今回の調査で明らかになった主なポイントは次の通り。
大企業の54%は、x86サーバ仮想化を既に実装しているか、今後12カ月以内に実装するとしている。一方、SMBの53%は、x86サーバ仮想化を既に実装しているか、今後12カ月以内に実装する計画である。
今日、大企業はOSインスタンスの31%を仮想化しており、SMBもOSインスタンスの36%を仮想化済みだ。大企業のIT意思決定者は、今後2年以内に平均して全OSインスタンスの54%が仮想化されると予想する。SMBのIT意思決定者は、今後2年以内に全OSインスタンスの61%が仮想化されるとみる。
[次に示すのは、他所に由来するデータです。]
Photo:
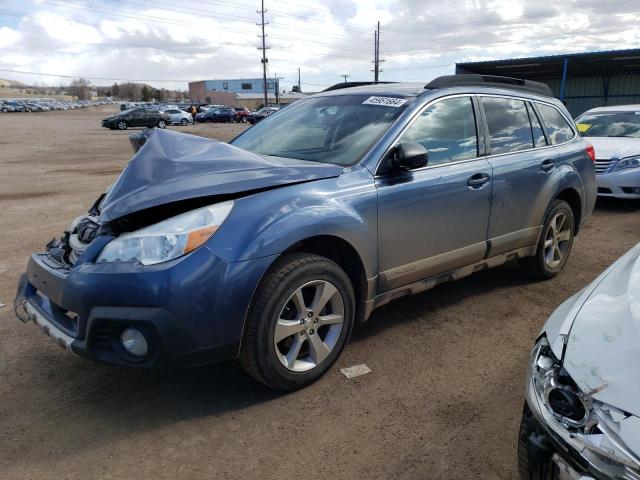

多様なクラウドサービスの1つである仮想サーバのペイパーユース(pay-per-use:従量課金制)ホスティングに注目する企業が増えている。既に大企業の5%は仮想サーバのペイパーユースホスティングを実装しており、3%以上が今後12カ月以内に実装する計画だ。SMBでも2%が仮想サーバ。ペイパーユースホスティングを実装済みで、2%以上が今後12カ月以内に実装するとしている。
大企業の81%はデータセンターの省エネ化に一定レベルの興味を示しているが、本格的な取り組みに強い意欲を持つのは18%にとどまる。
多くの企業が、PCの保守コストに頭を痛めている。大企業の70%、SMBの74%は、さまざまなタイプのデスクトップやクライアント仮想化などの代替技術でPC関連コストの低減を望んでいる。
Web2.0の騒がしさにもかかわらず、IT購買担当者たちは身近な同僚の意見を重視する傾向が強い。大企業やSMBでハードウェアの選定にかかわる意思決定者たちは、同僚や仲間を最も有益な情報源として挙げている。